Hace unos años una amiga me preguntó si yo sabía lo que era ser un hombre. Le respondí que no tenía ni idea. Hay tantas formas de ser un hombre como hombres en el planeta, pensé, ¿cómo va a haber una sola respuesta a eso? Su pregunta fue el hilito de lana que por fin empezó a sobresalir claramente de la madeja compacta y laberíntica que es el género, y desde entonces no he dejado de tirar de él y de enredarlo y desenredarlo de múltiples maneras para pensar en cómo el género y su fluidez pueden definir quién creo que soy.
Millones de personas en todo el mundo desconfían de lo que las élites de derecha llaman «la ideología de género», esa idea que defiende que el género es una construcción social y un espectro, y que nuestra identificación absoluta con un género concreto viene dada por la sociedad y no determinada por la biología. Meloni dijo hace pocos meses que los defensores del género nos van a despojar de nuestra identidad, azuzando el miedo y la indignación entre quienes consideran la identidad sexual como la columna vertebral de su propia identidad. Y mucha gente piensa como ella. Alrededor de esta fobia al género se condensa un surtido variopinto de ansiedades colectivas que, a menudo, nada tienen que ver con el género mismo, pero que sirven para apuntalar la educación basada en estereotipos de género y discriminar a las minorías que no se reconocen en los patrones tradicionales asignados a hombres y mujeres.
Judith Butler escribe este ensayo en defensa de la igualdad y la justicia de género y sexual. Intenta desenmascarar ese tremendo miedo al género y sus usos políticos para denunciar la censura, la distorsión y la política reaccionaria que potencia. «Derrotar a este fantasma tiene que ver con reafirmar cómo amamos, cómo vivimos en nuestro propio cuerpo, el derecho a existir en el mundo sin miedo a la violencia ni a la discriminación, a respirar, a moverse y a vivir».
Quizá lo más terrible de este movimiento mundial antigénero sea que creen actuar por el bien de los demás.
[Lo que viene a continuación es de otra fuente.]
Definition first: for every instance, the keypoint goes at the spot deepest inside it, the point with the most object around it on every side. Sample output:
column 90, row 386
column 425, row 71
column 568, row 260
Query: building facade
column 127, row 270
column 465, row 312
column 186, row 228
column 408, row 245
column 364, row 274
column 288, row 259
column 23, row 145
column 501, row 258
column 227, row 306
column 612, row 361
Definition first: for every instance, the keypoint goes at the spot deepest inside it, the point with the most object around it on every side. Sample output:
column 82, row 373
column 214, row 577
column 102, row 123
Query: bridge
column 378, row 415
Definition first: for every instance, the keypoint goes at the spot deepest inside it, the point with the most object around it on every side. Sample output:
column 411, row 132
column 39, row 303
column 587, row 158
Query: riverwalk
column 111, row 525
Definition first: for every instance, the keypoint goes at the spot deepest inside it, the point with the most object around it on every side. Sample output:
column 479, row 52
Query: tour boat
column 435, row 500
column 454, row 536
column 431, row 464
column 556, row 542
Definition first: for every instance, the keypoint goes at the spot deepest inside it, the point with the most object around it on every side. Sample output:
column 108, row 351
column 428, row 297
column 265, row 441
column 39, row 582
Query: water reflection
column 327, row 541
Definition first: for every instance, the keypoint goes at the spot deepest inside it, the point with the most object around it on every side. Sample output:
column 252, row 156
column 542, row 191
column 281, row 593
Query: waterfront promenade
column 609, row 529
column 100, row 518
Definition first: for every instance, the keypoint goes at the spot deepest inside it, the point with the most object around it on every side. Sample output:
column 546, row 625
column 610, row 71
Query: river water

Utilizan una sintaxis incendiaria para acusar al género de ser «la semilla de la destrucción». Este delirio apocalíptico aparece en boca de múltiples actores políticos, desde el papa Francisco hasta cualquier político de derecha y extrema derecha de cualquier país, pasando por las personas que defienden el feminismo transexcluyente.
«¿Cómo es posible que formas de sadismo moral compartido y creciente se hagan pasar por un orden virtuoso?». ¿Que la discriminación, el odio, el asco, la indignación más hirviente vayan contra colectivos que solo quieren que su existencia no esté permanentemente amenazada? En la retórica antigénero y, en general, en las retóricas de derecha y extrema derecha, hay una euforia sádica por liberarse de las restricciones éticas. Se ve hoy en día, por ejemplo, en el rechazo que Israel y todos los países cómplices de sus políticas agresivas demuestran hacia poblaciones minoritarias y ajenas a su identidad. Lo ajeno, lo que encarna lo otro, no merece los derechos universales que la comunidad privilegiada sí merece. Se ha roto el consenso, si es que alguna vez realmente lo hubo, sobre los derechos universales. Hay derechos para los que tienen el poder de imponerlos para sí mismos mientras se los arrebatan a los que consideran extraños. La defensa del yo, de la tribu, de la comunidad cerrada, provocada por el miedo a lo desconocido, y su consiguiente rechazo, es la espina dorsal del pensamiento reaccionario. Un pensamiento que no solo vota a las derechas. Y que no solo ya no se esconde, sino que alardea de su sadismo porque de él obtiene rentabilidad política, como contó Mauro Entrialgo en su libro Malismo. La ostentación del mal como propaganda.
Como ya denunciada Shon Faye en Trans, en la aversión por la diversidad de género late el miedo a la pérdida del poder patriarcal (tanto en el ámbito público como en el privado), a la pérdida de la supremacía blanca, a la pérdida de unos valores asociados al privilegio tradicional. La ampliación de las identidades de género es una de las revoluciones más importantes de nuestro tiempo. Ignorarlas o intentar prohibirlas es un esfuerzo inútil que solo va a crear sufrimiento y enfrentamiento. No van a desaparecer. Son una realidad incuestionable. Y no hay ningún pasado patriarcal imaginario en el que no existan al que volver. Quizá sea hora de aceptar el presente en el que vivimos y el futuro al que vamos. Será mucho más diverso, plural e incluyente que el pasado. Y habrá que celebrarlo.
No tengo ni idea de lo que significa ser un hombre, le respondí a mi amiga. Y, lo que para muchas personas podría ser una declaración de un trastorno de la identidad, para mí es una continua fuente de inspiración y aprendizaje.